それにしてもネオリベラリズムというのは恐ろしいもので、日本よりも一足先にネオリベラリズム経済に突入した英国や米国においても、やはり我が国と同じように実質賃金の低下、あるいはトマ・ピケティの言う「r>g」の状況に陥っています。

とにかく「小さな政府論」のネオリベラリズムは、各種の規制を撤廃するのみならず、政府による市場介入を忌み嫌うことから均衡財政(緊縮財政)を善としてきました。

それによって民間部門にイノベーションがもたらされGDP(国民経済)が成長し、国も国民も豊かになるのであればべつに文句なないのですが、残念ながらそうはなりませんでした。

例えば米国でも、1970年代から既に経済パフォーマンスは着実に低下しています。

生産性の大家であるロバート・ゴードン教授(米国ノースウェスタン大学)は、米国の全要素生産性(TFP)の低下を指摘しています。

全要素生産性(トータル・ファクター・プロダクティビティ)とは、国民経済(GDP)の成長を生み出す要因の一つです。

GDPの成長を生み出す要因は3つあります。

1.資本(生産資産)

2.労働(働く人々)

3.全要素生産性

例えば私は毎年、何百枚もの年賀状を書きますが、仮にパソコンやプリンターなどの「資本(生産資産)」がなかった場合、すべて私という人間(労働)による手作業になります。

しかし、もしもパソコンやプリンターなどの「資本」があれば、当然のことながら生産効率は高まります。
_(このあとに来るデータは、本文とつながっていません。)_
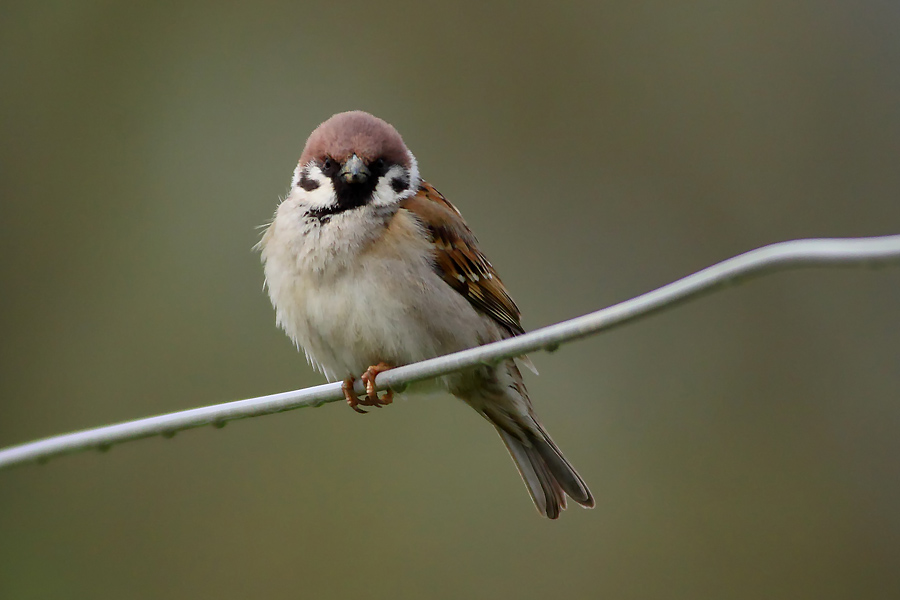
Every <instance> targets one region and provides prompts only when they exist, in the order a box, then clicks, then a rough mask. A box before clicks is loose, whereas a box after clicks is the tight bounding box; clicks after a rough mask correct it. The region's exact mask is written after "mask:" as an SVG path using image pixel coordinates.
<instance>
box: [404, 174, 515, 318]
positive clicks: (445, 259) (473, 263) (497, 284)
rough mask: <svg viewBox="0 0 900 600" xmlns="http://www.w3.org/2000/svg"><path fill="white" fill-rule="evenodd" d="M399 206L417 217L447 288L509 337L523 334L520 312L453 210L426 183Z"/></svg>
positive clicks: (438, 273) (470, 232)
mask: <svg viewBox="0 0 900 600" xmlns="http://www.w3.org/2000/svg"><path fill="white" fill-rule="evenodd" d="M400 206H401V207H402V208H404V209H406V210H408V211H409V212H411V213H413V214H414V215H415V216H416V217H418V219H419V220H420V221H421V222H422V224H423V225H424V226H425V228H426V230H427V231H428V234H429V235H430V236H431V242H432V244H433V246H434V265H435V270H436V271H437V273H438V274H439V275H440V276H441V277H442V278H443V280H444V281H446V282H447V285H449V286H450V287H452V288H453V289H454V290H456V291H457V292H459V293H460V294H462V295H463V296H465V297H466V300H468V301H469V302H470V303H471V304H472V306H474V307H475V308H476V309H477V310H479V311H481V312H483V313H484V314H486V315H488V316H490V317H491V318H493V319H494V320H495V321H496V322H497V323H498V324H499V325H501V326H502V327H503V328H505V329H506V330H508V331H509V332H510V333H511V334H512V335H519V334H520V333H525V330H524V329H522V325H521V323H520V322H519V308H518V307H517V306H516V303H515V302H513V299H512V298H510V297H509V294H508V293H507V292H506V288H505V287H503V282H502V281H500V278H499V277H497V272H496V271H494V267H493V266H492V265H491V263H490V262H488V259H487V258H485V256H484V254H482V253H481V251H480V250H479V249H478V241H477V240H476V239H475V236H474V235H473V234H472V232H471V231H470V230H469V228H468V226H466V222H465V221H464V220H463V218H462V215H461V214H460V213H459V211H458V210H456V207H455V206H453V205H452V204H450V202H448V201H447V199H446V198H444V196H442V195H441V193H440V192H439V191H437V190H436V189H434V188H433V187H432V186H431V185H430V184H428V183H425V182H422V185H421V186H419V191H418V192H417V193H416V195H415V196H412V197H410V198H407V199H406V200H404V201H403V202H401V204H400Z"/></svg>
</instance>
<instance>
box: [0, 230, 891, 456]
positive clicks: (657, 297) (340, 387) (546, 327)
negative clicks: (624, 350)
mask: <svg viewBox="0 0 900 600" xmlns="http://www.w3.org/2000/svg"><path fill="white" fill-rule="evenodd" d="M890 262H900V235H891V236H884V237H871V238H854V239H809V240H794V241H790V242H781V243H778V244H772V245H770V246H764V247H762V248H759V249H757V250H752V251H750V252H747V253H745V254H741V255H739V256H735V257H734V258H730V259H728V260H726V261H724V262H721V263H718V264H716V265H713V266H711V267H708V268H706V269H703V270H702V271H699V272H697V273H694V274H693V275H689V276H687V277H685V278H683V279H679V280H678V281H675V282H673V283H670V284H669V285H666V286H663V287H661V288H659V289H656V290H653V291H652V292H647V293H646V294H642V295H640V296H637V297H636V298H632V299H631V300H626V301H625V302H621V303H619V304H615V305H613V306H610V307H608V308H605V309H603V310H598V311H597V312H593V313H590V314H587V315H584V316H582V317H577V318H575V319H571V320H568V321H563V322H562V323H558V324H556V325H550V326H548V327H544V328H542V329H538V330H535V331H532V332H530V333H526V334H524V335H521V336H518V337H515V338H511V339H508V340H503V341H501V342H496V343H493V344H488V345H485V346H479V347H477V348H472V349H470V350H465V351H463V352H457V353H455V354H448V355H446V356H440V357H437V358H433V359H430V360H426V361H422V362H419V363H415V364H411V365H406V366H403V367H398V368H396V369H391V370H390V371H387V372H385V373H382V374H380V375H378V377H377V379H376V383H377V386H378V389H386V388H392V389H395V390H402V389H404V388H405V387H406V386H407V385H408V384H410V383H412V382H415V381H421V380H424V379H432V378H434V377H437V376H440V375H445V374H447V373H452V372H454V371H460V370H463V369H466V368H470V367H473V366H476V365H479V364H485V363H487V364H490V363H496V362H498V361H500V360H504V359H507V358H511V357H514V356H521V355H523V354H527V353H530V352H535V351H537V350H547V351H550V352H552V351H554V350H556V349H557V348H558V347H559V345H560V344H563V343H565V342H570V341H572V340H577V339H580V338H583V337H586V336H589V335H592V334H595V333H597V332H600V331H604V330H606V329H611V328H613V327H616V326H619V325H623V324H625V323H628V322H630V321H634V320H636V319H639V318H643V317H646V316H648V315H651V314H654V313H656V312H659V311H661V310H664V309H666V308H670V307H672V306H673V305H676V304H678V303H680V302H684V301H686V300H689V299H692V298H695V297H697V296H699V295H701V294H704V293H708V292H712V291H715V290H717V289H720V288H722V287H724V286H726V285H729V284H733V283H735V282H737V281H739V280H743V279H746V278H749V277H752V276H755V275H762V274H765V273H771V272H773V271H777V270H781V269H788V268H796V267H809V266H841V265H867V264H868V265H873V266H874V265H881V264H885V263H890ZM357 392H359V393H360V394H362V393H364V390H363V389H362V384H361V383H360V382H359V381H357ZM343 399H344V395H343V393H342V391H341V384H340V383H330V384H327V385H319V386H316V387H312V388H306V389H302V390H295V391H292V392H283V393H280V394H272V395H269V396H260V397H258V398H250V399H248V400H238V401H236V402H226V403H225V404H215V405H213V406H205V407H203V408H195V409H191V410H184V411H179V412H175V413H169V414H166V415H160V416H157V417H149V418H146V419H138V420H136V421H127V422H125V423H118V424H116V425H108V426H106V427H97V428H95V429H85V430H83V431H77V432H75V433H67V434H63V435H57V436H53V437H49V438H45V439H43V440H38V441H35V442H29V443H26V444H21V445H18V446H11V447H9V448H6V449H3V450H0V469H4V468H7V467H12V466H15V465H20V464H23V463H27V462H35V461H37V462H44V461H46V460H48V459H50V458H52V457H55V456H60V455H63V454H71V453H73V452H80V451H83V450H90V449H96V450H106V449H108V448H110V447H111V446H112V445H113V444H119V443H122V442H127V441H130V440H137V439H141V438H145V437H150V436H154V435H163V436H171V435H174V434H175V433H176V432H178V431H182V430H184V429H190V428H192V427H201V426H204V425H214V426H217V427H221V426H224V424H225V423H226V422H228V421H232V420H235V419H246V418H248V417H258V416H261V415H268V414H272V413H277V412H282V411H286V410H293V409H295V408H302V407H305V406H321V405H322V404H325V403H327V402H335V401H337V400H343Z"/></svg>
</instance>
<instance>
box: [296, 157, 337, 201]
mask: <svg viewBox="0 0 900 600" xmlns="http://www.w3.org/2000/svg"><path fill="white" fill-rule="evenodd" d="M304 171H305V172H306V178H307V179H310V180H312V181H315V182H316V183H318V184H319V187H317V188H316V189H314V190H312V191H307V190H304V189H303V188H302V187H300V178H301V177H302V176H303V173H304ZM290 197H293V198H297V199H298V200H299V201H300V202H301V203H303V204H304V205H305V206H309V207H311V208H325V207H327V206H331V205H333V204H334V185H333V184H332V183H331V179H329V178H328V177H326V176H325V174H324V173H322V170H321V169H320V168H319V167H317V166H315V165H313V164H310V165H298V166H297V168H296V169H294V177H293V178H292V179H291V193H290Z"/></svg>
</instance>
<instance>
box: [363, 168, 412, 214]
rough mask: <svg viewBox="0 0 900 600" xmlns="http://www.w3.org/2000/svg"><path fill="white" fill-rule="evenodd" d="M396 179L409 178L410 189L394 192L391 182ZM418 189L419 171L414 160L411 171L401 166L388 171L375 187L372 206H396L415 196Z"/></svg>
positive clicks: (372, 202) (395, 191)
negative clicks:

ただ、私のように「どうしても宛名だけは手書きにしたい」という場合には「資本」のみならず、かなりの「労働」量が必要になります。

何百枚もの宛名を手書きするのは誠に大変ですが、だんだん書いているうちに質を損なわずにスピードが早まっていく(生産効率が高まっていく)ことに気づかされます。

おそらく「慣れ」、あるいは「何らかのコツ」をつかんでいるからだと思います。

こうした慣れやコツの部分、即ち生産の効率化や技術進歩が「全要素生産性(TFP)」です。

ただし、「資本」と「労働」は数値化できるものの、TFPは数値として集計することは不可能です。

ゆえにTFPは、全体の増加率(生産の向上率)から数値化できる「資本」と「労働」を控除した残差としては集計されます。

このTFPもまたGDP成長(経済成長)の大切な源泉です。

しかしながら、米国のTFPの推移をみますと、1970年代から既に冒頭の線グラフのとおりポキンと折れ曲がっています。

我が国のみならず、米国においてもまたTFPを押し下げてきたのは、まさにネオリベラリズムに基づく株主資本主義だと思います。